Doubts remain after Egyptian election

The Egyptian parliamentary election on Sunday was the most significant in the country’s history since the coup that ousted the British-backed monarchy in 1952. The poll was important because the ruling National Democratic Party (NDP) designed this consultation to ensure a peaceful transition from the 29-year rule of Hosni Mubarak, now 82 and in failing health, to a so far undesignated successor.

Mubarak has refused to appoint a vice president or name an heir. He is the only declared candidate in next fall’s presidential poll but he may not run. His son, Gamal, groomed for the job, is unpopular; the military could back its own candidate. The regime, regarded by many Egyptians as corrupt and self-serving, is under greater challenge than ever before.  ‘Change’ is the word on the lips of Egyptians demanding reform. ‘Change’ could be destabilising.

The newly elected people’s assembly will not produce ‘change.’ Some 5,200 candidates stood for 508 seats, 1,100 representing 14 parties; 4,100 contested as independents. The NDP fielded 780 official candidates and the majority of independents were NDP members who refused to stand down.

Amendment

The chief objective of the NDP was to secure a two-thirds majority in order to be able to amend the constitution to cope with whatever happens.

The regime’s second objective was to cut down to size the only serious opposition grouping, the Muslim Brotherhood which won 20 per cent of assembly seats in the last election in 2005. More than 1,200 Brotherhood activists and supporters were detained during the campaign and the police denied Brotherhood supporters access to polling stations on voting day.

The regime’s third objective was to ensure that the election would have credibility by making certain that a small number of seats was won by the secular opposition.

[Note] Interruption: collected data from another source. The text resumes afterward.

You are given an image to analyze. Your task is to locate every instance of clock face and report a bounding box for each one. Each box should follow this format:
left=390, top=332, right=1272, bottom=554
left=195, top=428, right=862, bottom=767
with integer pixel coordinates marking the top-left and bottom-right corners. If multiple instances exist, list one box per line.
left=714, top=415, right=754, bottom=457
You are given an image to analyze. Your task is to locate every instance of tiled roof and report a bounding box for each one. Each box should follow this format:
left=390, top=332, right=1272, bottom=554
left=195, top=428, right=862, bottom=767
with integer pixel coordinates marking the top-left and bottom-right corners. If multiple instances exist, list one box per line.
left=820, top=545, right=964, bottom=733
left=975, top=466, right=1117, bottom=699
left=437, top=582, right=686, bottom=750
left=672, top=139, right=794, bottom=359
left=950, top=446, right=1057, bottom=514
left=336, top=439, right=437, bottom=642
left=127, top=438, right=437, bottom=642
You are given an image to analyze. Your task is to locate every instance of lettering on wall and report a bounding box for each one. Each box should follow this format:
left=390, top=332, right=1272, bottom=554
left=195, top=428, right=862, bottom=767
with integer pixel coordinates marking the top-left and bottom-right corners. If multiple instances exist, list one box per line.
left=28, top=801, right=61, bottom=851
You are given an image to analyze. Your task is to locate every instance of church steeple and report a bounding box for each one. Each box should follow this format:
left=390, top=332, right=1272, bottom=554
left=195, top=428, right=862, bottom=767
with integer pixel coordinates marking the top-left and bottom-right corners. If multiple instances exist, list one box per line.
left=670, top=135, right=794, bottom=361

Unfortunately, indisciplined NDP candidates seem to have denied the regime this goal.
Commentator Hani Shukrallah explained that the NDP is not really a political entity but a patronage network. Candidates seek office in order to cement commercial and political ties to the government and to secure benefits. For this reason, the election was hotly contested.

Nevertheless, 80 per cent of the 40 million Egyptians old enough to vote did not cast ballots. Egyptians contend that they do not vote because voting has nothing to do with them. Consequently turn-out has traditionally been less than 20 per cent of eligible voters. Of those who do participate, 80 per cent are civil servants who vote for the NDP to keep their jobs and rural people who support the NDP because local and tribal leaders are in the party’s pockets.

Shukrallah said the election is about maintaining the NDP in power and sustaining its patronage networks. The opposition seeks to survive and operate in the political arena in order to ‘create space’ for independent activity. Therefore, boycotts do not serve the interests of the opposition which must assert its presence on the political scene in order to remain relevant. Failure to participate in the political process risks demise.

Nobel laureate Muhammad Elbaradei, the former head of the International Atomic Energy Agency, did not realise this when he called for opposition parties to boycott the vote.

Although his movement for change collected some 2,00,000 signatures on its petition calling for reforms, Elbaradei was unable to convince the two most prominent opposition parties, the Muslim Brotherhood and the secular Wafd, Egypt’s oldest party, to boycott and thereby render the exercise a non-election.

While the government angrily rejected international observers to monitor the conduct of the election, a variety of courageous Egyptian groups tried to oversee polling. But few members of these groups had any illusions about the fairness of the election.

Ghada Shahbender, a member of the board of trustees of the independent Egyptian Organisation for Human Rights, said that this election could be ‘more fraudulent than any we have witnessed. In 2005, the judiciary oversaw the elections. While some judges were involved in fraud, those who took part were better trained and better organised’ than the civil servants responsible for running the poll this time around. She argued that there ‘will be change because there must be change. This farce is sad  for our country and sad for our future.’

On December 5, there will be run-offs in constituencies where there were no outright winners. In most cases, these contests will be between NDP candidates who are expected to use all means, fair and foul, to ensure that they will win.